WIA dagloon en de toepassing van dwingendrechterlijke bepalingen in sociale zekerheidsrecht

In deze zaak heeft de Rechtbank Den Haag op 17 april 2024 uitspraak gedaan in een geschil tussen een eiser en de Raad van bestuur van het Uitvoeringsinstituut werknemersverzekeringen (UWV) over de toekenning van een WIA-uitkering. Eiser, die zich per 4 juni 2018 ziekmeldde als vrachtwagenchauffeur, heeft verschillende uitkeringen ontvangen, waaronder Ziektewet (ZW) en Werkloosheidswet (WW) uitkeringen. Na een aanvraag voor een WIA-uitkering op 27 oktober 2022, heeft het UWV per 30 januari 2023 een loongerelateerde WIA-uitkering toegekend. Eiser was het niet eens met de hoogte van het dagloon, dat door het UWV was vastgesteld op € 69,96, en voerde aan dat de periode van 1 juli 2020 tot 10 december 2020, waarin hij als mantelzorger voor zijn zieke echtgenote zorgde, buiten beschouwing moest worden gelaten.
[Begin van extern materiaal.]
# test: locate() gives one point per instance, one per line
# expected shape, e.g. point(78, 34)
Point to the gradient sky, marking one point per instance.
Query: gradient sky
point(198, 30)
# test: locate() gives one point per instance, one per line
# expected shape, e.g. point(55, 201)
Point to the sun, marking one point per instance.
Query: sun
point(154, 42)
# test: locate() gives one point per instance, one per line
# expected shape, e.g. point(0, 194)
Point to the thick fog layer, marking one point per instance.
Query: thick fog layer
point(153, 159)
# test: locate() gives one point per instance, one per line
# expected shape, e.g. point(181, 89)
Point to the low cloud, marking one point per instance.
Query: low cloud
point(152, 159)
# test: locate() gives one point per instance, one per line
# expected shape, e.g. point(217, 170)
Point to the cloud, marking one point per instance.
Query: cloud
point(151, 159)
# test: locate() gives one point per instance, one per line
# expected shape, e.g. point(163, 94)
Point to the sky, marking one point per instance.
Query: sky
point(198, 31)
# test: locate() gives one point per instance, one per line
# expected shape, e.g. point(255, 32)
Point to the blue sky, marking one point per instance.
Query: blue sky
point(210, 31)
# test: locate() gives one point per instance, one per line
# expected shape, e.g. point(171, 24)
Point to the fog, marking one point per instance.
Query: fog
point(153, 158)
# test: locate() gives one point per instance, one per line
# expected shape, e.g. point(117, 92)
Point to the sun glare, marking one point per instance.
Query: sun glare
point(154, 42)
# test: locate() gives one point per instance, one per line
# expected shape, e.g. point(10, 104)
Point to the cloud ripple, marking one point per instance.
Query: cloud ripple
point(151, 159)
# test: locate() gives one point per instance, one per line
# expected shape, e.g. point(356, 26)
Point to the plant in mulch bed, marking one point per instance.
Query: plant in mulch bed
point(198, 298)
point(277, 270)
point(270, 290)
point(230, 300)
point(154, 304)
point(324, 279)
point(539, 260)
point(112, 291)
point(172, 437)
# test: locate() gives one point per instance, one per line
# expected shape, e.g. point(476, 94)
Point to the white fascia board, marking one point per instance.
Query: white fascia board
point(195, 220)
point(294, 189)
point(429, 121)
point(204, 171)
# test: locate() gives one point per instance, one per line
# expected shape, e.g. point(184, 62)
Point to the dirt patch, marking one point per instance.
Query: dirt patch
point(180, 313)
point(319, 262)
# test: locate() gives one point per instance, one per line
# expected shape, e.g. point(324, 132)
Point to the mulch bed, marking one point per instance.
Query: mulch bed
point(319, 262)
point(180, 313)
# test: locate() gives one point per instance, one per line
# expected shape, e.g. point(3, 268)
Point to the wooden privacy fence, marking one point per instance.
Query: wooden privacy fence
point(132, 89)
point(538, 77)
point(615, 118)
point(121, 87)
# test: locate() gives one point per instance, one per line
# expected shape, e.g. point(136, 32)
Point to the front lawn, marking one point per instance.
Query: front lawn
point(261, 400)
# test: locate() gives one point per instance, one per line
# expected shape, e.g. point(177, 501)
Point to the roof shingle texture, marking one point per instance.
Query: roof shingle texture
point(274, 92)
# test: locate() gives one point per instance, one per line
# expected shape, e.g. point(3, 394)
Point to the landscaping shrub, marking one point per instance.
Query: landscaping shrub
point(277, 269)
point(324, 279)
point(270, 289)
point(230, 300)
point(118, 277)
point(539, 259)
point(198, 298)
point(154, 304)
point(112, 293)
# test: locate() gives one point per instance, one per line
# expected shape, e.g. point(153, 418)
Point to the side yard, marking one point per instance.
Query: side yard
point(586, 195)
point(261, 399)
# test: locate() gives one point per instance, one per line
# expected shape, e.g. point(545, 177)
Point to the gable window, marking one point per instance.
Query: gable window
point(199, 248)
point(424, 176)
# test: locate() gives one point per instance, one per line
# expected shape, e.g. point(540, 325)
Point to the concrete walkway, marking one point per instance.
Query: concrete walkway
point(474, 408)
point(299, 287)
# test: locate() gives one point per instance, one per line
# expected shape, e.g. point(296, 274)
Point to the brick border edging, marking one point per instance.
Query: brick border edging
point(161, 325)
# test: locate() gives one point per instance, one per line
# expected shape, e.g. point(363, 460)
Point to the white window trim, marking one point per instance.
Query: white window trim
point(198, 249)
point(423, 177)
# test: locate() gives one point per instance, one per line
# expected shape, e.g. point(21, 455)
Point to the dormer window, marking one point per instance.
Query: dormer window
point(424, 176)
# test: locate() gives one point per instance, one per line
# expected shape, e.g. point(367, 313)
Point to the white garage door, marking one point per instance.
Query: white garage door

De rechtbank heeft de argumenten van eiser beoordeeld en geconcludeerd dat de dwingendrechterlijke bepalingen van de WIA geen ruimte bieden om af te wijken van de vastgestelde referteperiode, ongeacht de persoonlijke omstandigheden van eiser. De rechtbank heeft echter opgemerkt dat recente jurisprudentie van de Centrale Raad van Beroep aangeeft dat in gevallen waar toepassing van artikel 33 van de WW leidt tot een loonloze periode, artikel 15 van het Dagloonbesluit buiten toepassing moet worden gelaten. Dit heeft geleid tot de conclusie dat het UWV het loon over januari 2021 alsnog bij de dagloonberekening moet betrekken.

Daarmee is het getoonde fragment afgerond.